Comme ça s'écrit…


Alors, qu’est-ce qu’on fait ?

Posted in Réflexitude par Laurent Gidon sur 9 août, 2014

C’est en Irak, en Palestine, au Soudan, en Syrie, ailleurs encore, ailleurs certainement, forcément. C’est la tentation de la terreur : la vie comme un affrontement permanent. Identifier son ennemi, le chasser, l’exterminer, montrer au monde sa dépouille martyrisée, voilà qui donne du sens et justifie l’existence. Nous pouvons toujours crier, gémir, menacer, cela ne sert à rien, sinon à encourager et justifier encore. Ceux qui chassent se repaissent de nos plaintes. Ils attendent notre courroux, ils l’espèrent.
Alors, que faire ?
La première idée qui me vient est de soustraire les victimes, quelles qu’elles soient, aux tenants de la terreur. Ils en trouveront d’autres, je sais, mais déjà celles-ci, leurs cibles immédiates : les sortir de la nasse. Je vois là un emploi utile et proportionné de nos forces. Ne pas les envoyer combattre, mais protéger la fuite, défendre la vie qui reste, l’aider à s’échapper pour survivre ailleurs. Et assécher les chasseurs.
Les fuyards auront le sentiment d’abandonner leur patrie, leur terre, leur maison. Mais celles-ci sont devenues invivables : on ne peut pas vivre gibier, chassé pour donner sens à la vie d’autres qui nous paraissent fous. Alors autant partir.
Ce sera à nous de les accueillir, ces réfugiés, de façon à ne pas laisser prise aux regrets. Accueillir plus que dignement : confortablement. Loger, nourrir, soigner, former, donner de l’avenir. Nos surplus en tout genre – denrées, matériels, compétences – y retrouveront enfin une utilité.
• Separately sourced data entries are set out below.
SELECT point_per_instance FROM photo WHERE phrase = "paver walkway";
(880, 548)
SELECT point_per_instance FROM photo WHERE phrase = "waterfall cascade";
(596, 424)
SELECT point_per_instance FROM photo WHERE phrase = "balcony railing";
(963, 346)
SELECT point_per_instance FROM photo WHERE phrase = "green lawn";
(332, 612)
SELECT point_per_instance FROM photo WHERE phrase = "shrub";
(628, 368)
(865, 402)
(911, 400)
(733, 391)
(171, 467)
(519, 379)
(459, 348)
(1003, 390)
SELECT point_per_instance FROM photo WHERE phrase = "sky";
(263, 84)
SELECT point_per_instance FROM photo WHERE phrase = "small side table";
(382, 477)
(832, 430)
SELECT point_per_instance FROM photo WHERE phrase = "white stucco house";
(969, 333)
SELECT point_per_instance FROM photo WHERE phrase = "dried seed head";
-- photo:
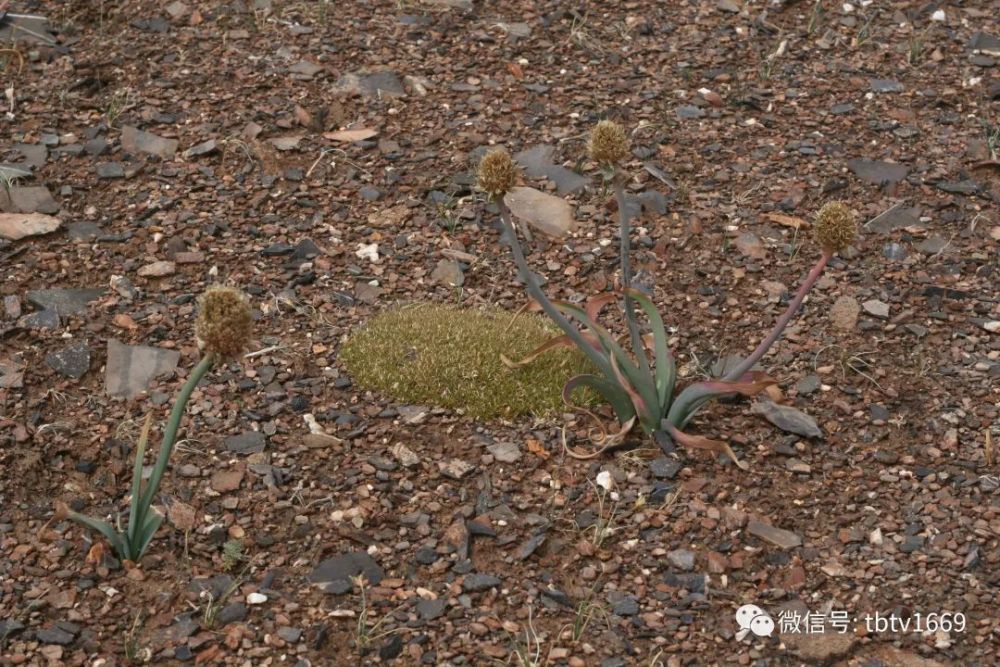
(609, 143)
(225, 322)
(497, 173)
(836, 226)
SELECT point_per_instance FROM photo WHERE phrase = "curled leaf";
(696, 395)
(701, 442)
(557, 342)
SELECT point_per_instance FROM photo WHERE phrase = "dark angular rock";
(430, 609)
(250, 442)
(479, 582)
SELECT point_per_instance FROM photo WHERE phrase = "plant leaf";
(559, 341)
(608, 390)
(701, 442)
(104, 528)
(137, 513)
(666, 368)
(641, 382)
(696, 395)
(641, 408)
(141, 541)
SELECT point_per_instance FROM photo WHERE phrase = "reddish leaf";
(701, 442)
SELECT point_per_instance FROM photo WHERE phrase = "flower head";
(224, 322)
(496, 173)
(609, 143)
(836, 226)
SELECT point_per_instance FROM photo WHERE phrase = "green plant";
(450, 356)
(641, 390)
(586, 611)
(214, 605)
(232, 554)
(224, 327)
(364, 634)
(134, 652)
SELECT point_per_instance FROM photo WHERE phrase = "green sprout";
(641, 390)
(224, 327)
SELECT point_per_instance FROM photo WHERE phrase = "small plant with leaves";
(223, 328)
(640, 389)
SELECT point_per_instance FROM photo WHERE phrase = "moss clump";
(449, 356)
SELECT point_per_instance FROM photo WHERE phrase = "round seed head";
(497, 173)
(609, 143)
(224, 323)
(836, 226)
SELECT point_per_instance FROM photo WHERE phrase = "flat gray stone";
(110, 170)
(479, 582)
(878, 172)
(204, 148)
(897, 217)
(382, 83)
(83, 231)
(340, 569)
(305, 69)
(136, 141)
(982, 41)
(779, 537)
(932, 245)
(72, 361)
(876, 308)
(428, 610)
(689, 112)
(35, 155)
(448, 272)
(130, 368)
(31, 199)
(787, 418)
(505, 452)
(64, 301)
(43, 319)
(250, 442)
(682, 559)
(886, 85)
(17, 226)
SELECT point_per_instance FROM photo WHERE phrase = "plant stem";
(137, 514)
(783, 321)
(538, 295)
(626, 247)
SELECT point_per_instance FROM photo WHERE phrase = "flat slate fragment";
(251, 442)
(344, 566)
(130, 368)
(779, 537)
(64, 301)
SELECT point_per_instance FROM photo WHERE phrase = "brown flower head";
(224, 322)
(836, 226)
(609, 143)
(497, 173)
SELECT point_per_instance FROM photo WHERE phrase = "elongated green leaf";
(594, 304)
(666, 369)
(137, 513)
(696, 395)
(105, 529)
(641, 382)
(551, 344)
(609, 391)
(141, 541)
(700, 442)
(641, 408)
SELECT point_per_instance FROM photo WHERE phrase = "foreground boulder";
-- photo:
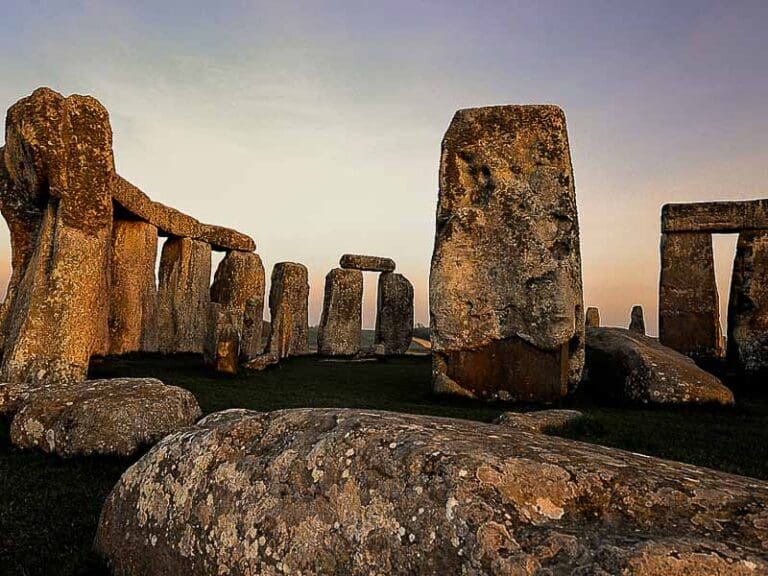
(116, 416)
(332, 491)
(630, 367)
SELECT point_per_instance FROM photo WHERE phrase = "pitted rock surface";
(629, 367)
(332, 491)
(505, 281)
(116, 416)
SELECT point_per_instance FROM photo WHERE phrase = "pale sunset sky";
(315, 127)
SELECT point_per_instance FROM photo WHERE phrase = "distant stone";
(222, 346)
(116, 416)
(369, 263)
(625, 366)
(133, 291)
(183, 295)
(505, 285)
(340, 327)
(394, 313)
(593, 318)
(334, 491)
(637, 320)
(748, 306)
(289, 310)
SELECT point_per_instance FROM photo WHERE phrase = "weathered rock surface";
(593, 318)
(637, 320)
(628, 367)
(222, 346)
(394, 313)
(507, 315)
(715, 217)
(183, 295)
(341, 321)
(116, 416)
(369, 263)
(689, 313)
(57, 167)
(239, 285)
(748, 305)
(331, 491)
(171, 222)
(289, 310)
(133, 291)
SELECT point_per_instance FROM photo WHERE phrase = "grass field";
(49, 507)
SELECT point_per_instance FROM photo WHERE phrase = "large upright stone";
(394, 313)
(183, 295)
(748, 306)
(689, 317)
(239, 285)
(133, 297)
(289, 310)
(341, 322)
(507, 316)
(57, 168)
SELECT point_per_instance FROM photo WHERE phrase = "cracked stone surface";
(333, 491)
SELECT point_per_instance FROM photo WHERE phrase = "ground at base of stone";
(34, 540)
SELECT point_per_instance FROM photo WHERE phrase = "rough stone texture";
(628, 367)
(57, 167)
(369, 263)
(341, 322)
(689, 313)
(593, 318)
(239, 285)
(394, 313)
(331, 491)
(171, 222)
(183, 295)
(637, 320)
(539, 421)
(748, 305)
(289, 310)
(715, 217)
(116, 416)
(507, 316)
(222, 346)
(133, 294)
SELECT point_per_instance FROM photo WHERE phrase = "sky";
(315, 127)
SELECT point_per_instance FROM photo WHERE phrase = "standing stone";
(507, 316)
(394, 313)
(239, 285)
(58, 165)
(289, 310)
(341, 322)
(183, 295)
(133, 297)
(637, 320)
(689, 316)
(748, 306)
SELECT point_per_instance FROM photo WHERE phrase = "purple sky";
(316, 127)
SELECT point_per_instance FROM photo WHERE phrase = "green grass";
(49, 507)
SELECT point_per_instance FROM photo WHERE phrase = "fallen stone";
(394, 314)
(133, 290)
(341, 321)
(626, 366)
(333, 491)
(637, 320)
(505, 284)
(183, 295)
(117, 416)
(369, 263)
(289, 310)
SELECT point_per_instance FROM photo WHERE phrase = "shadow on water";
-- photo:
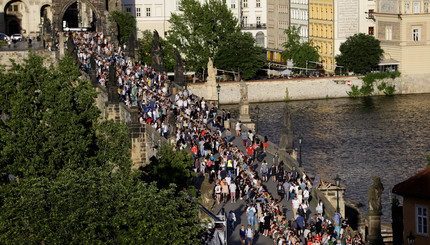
(367, 103)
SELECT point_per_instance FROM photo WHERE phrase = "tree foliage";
(146, 47)
(74, 183)
(299, 52)
(241, 47)
(126, 23)
(169, 166)
(95, 206)
(52, 121)
(359, 53)
(209, 30)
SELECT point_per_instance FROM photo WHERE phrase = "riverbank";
(280, 90)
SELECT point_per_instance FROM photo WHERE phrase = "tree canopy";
(126, 23)
(146, 47)
(241, 47)
(53, 122)
(209, 30)
(359, 53)
(95, 206)
(299, 52)
(73, 180)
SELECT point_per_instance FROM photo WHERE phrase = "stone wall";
(307, 88)
(49, 57)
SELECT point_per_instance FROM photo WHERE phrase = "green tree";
(238, 48)
(146, 47)
(200, 29)
(359, 53)
(52, 122)
(95, 205)
(169, 166)
(300, 52)
(126, 23)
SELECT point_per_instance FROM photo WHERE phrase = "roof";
(388, 62)
(416, 186)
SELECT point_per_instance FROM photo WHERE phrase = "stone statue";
(179, 68)
(134, 95)
(374, 197)
(287, 136)
(157, 54)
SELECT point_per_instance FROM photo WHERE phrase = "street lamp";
(257, 110)
(337, 181)
(300, 150)
(218, 90)
(411, 239)
(185, 78)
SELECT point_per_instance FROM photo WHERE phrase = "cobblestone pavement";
(239, 207)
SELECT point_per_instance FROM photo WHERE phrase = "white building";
(254, 20)
(299, 17)
(155, 14)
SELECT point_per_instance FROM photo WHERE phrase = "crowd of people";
(240, 172)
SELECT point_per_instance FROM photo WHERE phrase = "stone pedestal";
(211, 93)
(375, 237)
(244, 116)
(62, 51)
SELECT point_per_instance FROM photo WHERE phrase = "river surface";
(387, 137)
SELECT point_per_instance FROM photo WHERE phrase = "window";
(422, 220)
(416, 8)
(233, 4)
(371, 12)
(388, 33)
(371, 30)
(416, 35)
(245, 20)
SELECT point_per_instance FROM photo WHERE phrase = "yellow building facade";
(321, 31)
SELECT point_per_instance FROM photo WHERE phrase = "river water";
(387, 137)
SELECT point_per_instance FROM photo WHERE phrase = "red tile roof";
(416, 186)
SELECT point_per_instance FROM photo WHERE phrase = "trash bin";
(227, 124)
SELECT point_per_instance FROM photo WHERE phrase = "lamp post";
(185, 79)
(411, 239)
(218, 90)
(257, 110)
(337, 181)
(300, 150)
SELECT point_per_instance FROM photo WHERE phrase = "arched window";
(259, 39)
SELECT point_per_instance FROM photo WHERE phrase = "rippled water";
(381, 136)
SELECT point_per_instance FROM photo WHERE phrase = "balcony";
(253, 26)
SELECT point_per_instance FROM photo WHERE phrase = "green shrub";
(389, 90)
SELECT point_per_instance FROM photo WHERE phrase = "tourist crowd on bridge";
(239, 172)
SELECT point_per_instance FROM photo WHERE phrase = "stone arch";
(16, 15)
(259, 39)
(60, 9)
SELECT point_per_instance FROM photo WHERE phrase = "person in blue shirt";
(336, 221)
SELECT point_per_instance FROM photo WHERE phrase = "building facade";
(254, 20)
(321, 30)
(278, 21)
(299, 17)
(403, 27)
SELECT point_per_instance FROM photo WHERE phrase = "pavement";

Tout ce qu’on jette ou qu’on met au chômage, l’employer à remettre debout ceux qui nous arriveront à genoux.
J’entends déjà nos nécessiteux râler : « Pourquoi dépenser autant pour des va-nu-pieds du bout du monde alors que la misère, ma misère, est à vos portes ? » C’est légitime.
Je ne vois qu’une solution : donner autant ici que là-bas. Loger, nourrir, soigner, former, sans émettre de dette, sans attendre de paiement ou de compensation. Le faire parce qu’on le peut.
Mais j’entends déjà nos nantis râler : « C’est que je travaille, moi, monsieur, je mérite ! Et vous allez donner autant à ceux qui ne méritent rien ? C’est injuste ! »
Que faire d’autre alors que de proposer à celui qui travaille ainsi, contraint et forcé par sa notion intime du mérite, que faire d’autre que lui proposer de s’arrêter ? Lui rendre justice, le laisser se reposer, et permettre ainsi à ceux qui sont prêts à œuvrer par utilité de faire le nécessaire.
Mais j’entends déjà râler ceux qui s’enrichissent du travail des autres : « Vous allez jeter toute notre belle et séculaire civilisation à terre, il n’y aura plus d’intérêt, plus de profit, c’est la fin de tout. Pire, c’est la fin de l’économie ! »
Je ne vois alors qu’une solution. Mettre à bas l’économie. Ne s’occuper plus que de l’indispensable. Il me paraît indispensable de pallier les souffrances, celles de là-bas comme celles d’ici.
Il me paraît indispensable de le faire, non parce que nous y avons intérêt ou parce que c’est moral, mais parce que ce sont des humains. Et que sinon, si nous nous dispensons d’êtres humains, si nous les laissons à terre pour protéger nos intérêts et nos profits, la barbarie intérieure nous guette autant que celle que nous condamnons – et avec quelle vigueur ! – chez ceux qui chassent pour donner sens à leur vie.
Toutes ces violences, toutes ces souffrances, n’auront servi à rien si nous n’en profitons pas pour changer, nous.

———-

Pendant ce temps, j’ai lu Une Terre d’Ombre, de Ron Rash, et je ne regrette pas. Il me semble rare qu’un livre réussisse à conjuguer la beauté de la terre et des cœurs à une certaine violence qui y couve, sans en faire son fond de commerce. Merci Ron ! J’ai tenté Transatlantic, de Colum McCann, et j’ai butté sur son style sec qui me ramenait à terre chaque fois que le texte voulait m’envoler.